Reputation: 7349
If you read the documentation for Executor.execute, it says:
The command may execute in a new thread, in a pooled thread, or in the calling thread, at the discretion of the Executor implementation.
My understanding is that, by calling thread, they mean the thread that calls the execute
command.
This has never happened in my experience, so my question is: Does this really ever happen?
Since the calling Thread controls the UI, I cannot allow additional work on the calling Thread. I am particularly concerned about whether this could happen when I construct the ExecutorService
using the Executors.newFixedThreadPool(threads)
method.
Upvotes: 4
Views: 1585
Reputation: 2136
In addition to the other answers, this quote from the Executor
javadoc provides an example of an Executor
implementation which runs the code in the calling thread,
However, the Executor interface does not strictly require that execution be asynchronous. In the simplest case, an executor can run the submitted task immediately in the caller's thread:
class DirectExecutor implements Executor {
public void execute(Runnable r) {
r.run();
}
}
More typically, tasks are executed in some thread other than the caller's thread. The executor below spawns a new thread for each task.
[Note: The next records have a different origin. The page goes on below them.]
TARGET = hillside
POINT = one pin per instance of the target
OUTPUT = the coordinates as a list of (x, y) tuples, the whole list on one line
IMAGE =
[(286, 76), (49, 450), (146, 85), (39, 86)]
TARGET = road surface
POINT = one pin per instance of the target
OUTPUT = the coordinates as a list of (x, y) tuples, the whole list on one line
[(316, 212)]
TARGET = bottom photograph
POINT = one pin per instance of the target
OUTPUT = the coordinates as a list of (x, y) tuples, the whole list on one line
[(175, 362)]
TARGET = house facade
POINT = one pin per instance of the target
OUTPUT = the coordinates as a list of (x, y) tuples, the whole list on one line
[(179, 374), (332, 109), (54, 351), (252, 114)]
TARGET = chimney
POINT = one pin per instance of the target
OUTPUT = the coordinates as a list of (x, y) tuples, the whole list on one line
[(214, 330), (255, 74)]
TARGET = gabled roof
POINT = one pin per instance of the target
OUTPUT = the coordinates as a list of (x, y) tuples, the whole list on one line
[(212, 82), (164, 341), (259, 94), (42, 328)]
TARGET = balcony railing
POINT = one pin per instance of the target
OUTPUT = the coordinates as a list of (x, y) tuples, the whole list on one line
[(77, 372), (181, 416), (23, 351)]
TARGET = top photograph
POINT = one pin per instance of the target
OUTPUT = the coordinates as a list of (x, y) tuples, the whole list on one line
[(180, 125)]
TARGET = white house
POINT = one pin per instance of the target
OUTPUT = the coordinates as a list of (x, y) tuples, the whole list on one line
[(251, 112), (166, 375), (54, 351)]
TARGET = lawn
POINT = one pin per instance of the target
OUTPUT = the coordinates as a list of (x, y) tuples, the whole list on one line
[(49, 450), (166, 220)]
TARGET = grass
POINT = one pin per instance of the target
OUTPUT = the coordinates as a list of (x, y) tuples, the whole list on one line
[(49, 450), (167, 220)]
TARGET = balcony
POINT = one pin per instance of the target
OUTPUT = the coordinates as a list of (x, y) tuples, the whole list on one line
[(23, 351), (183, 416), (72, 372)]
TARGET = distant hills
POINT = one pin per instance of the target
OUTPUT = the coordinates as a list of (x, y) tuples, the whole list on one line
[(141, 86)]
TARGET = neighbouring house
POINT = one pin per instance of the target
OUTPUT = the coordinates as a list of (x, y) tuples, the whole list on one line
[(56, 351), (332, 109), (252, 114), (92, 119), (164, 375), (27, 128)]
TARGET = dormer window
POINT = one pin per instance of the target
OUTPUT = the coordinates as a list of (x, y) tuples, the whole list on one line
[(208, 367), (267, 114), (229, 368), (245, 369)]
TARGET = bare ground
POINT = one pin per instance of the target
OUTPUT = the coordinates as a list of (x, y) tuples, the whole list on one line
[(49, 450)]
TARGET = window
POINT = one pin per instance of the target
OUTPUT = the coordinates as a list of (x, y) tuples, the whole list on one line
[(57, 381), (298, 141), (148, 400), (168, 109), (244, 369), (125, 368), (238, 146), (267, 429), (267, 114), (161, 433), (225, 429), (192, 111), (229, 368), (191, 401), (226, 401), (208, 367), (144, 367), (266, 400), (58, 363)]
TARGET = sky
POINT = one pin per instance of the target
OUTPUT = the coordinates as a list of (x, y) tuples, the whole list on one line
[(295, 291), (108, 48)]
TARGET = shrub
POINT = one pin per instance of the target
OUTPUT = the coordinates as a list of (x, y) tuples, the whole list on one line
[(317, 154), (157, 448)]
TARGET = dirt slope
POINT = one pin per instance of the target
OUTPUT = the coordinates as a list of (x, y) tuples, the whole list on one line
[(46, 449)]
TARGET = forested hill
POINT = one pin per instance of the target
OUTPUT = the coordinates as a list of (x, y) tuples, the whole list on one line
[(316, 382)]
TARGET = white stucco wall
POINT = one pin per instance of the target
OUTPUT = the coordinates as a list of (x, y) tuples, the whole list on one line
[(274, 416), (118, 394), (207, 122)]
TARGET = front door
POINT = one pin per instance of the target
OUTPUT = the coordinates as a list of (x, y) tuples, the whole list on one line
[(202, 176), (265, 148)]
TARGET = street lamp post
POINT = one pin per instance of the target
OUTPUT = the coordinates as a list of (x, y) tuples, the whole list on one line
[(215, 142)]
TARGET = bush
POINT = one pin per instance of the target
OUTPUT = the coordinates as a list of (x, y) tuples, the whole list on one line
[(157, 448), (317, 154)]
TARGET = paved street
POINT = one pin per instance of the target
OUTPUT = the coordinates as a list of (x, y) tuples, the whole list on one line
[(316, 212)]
class ThreadPerTaskExecutor implements Executor {
public void execute(Runnable r) {
new Thread(r).start();
}
}
Upvotes: 2
Reputation: 328619
ExecutorService
is an interface which defines a broad contract. If you look at implementations, say ThreadPoolExecutor
for example, you will have more precise characteristics:
An ExecutorService that executes each submitted task using one of possibly several pooled threads, normally configured using Executors factory methods.
Note that the javadoc linked above details the fact that the ExecutorService
s returned by the various Executors
factory methods are ThreadPoolExecutor
s.
So to answer your question more directly: Executors.newFixedThreadPool(threads)
will not execute tasks on the calling thread.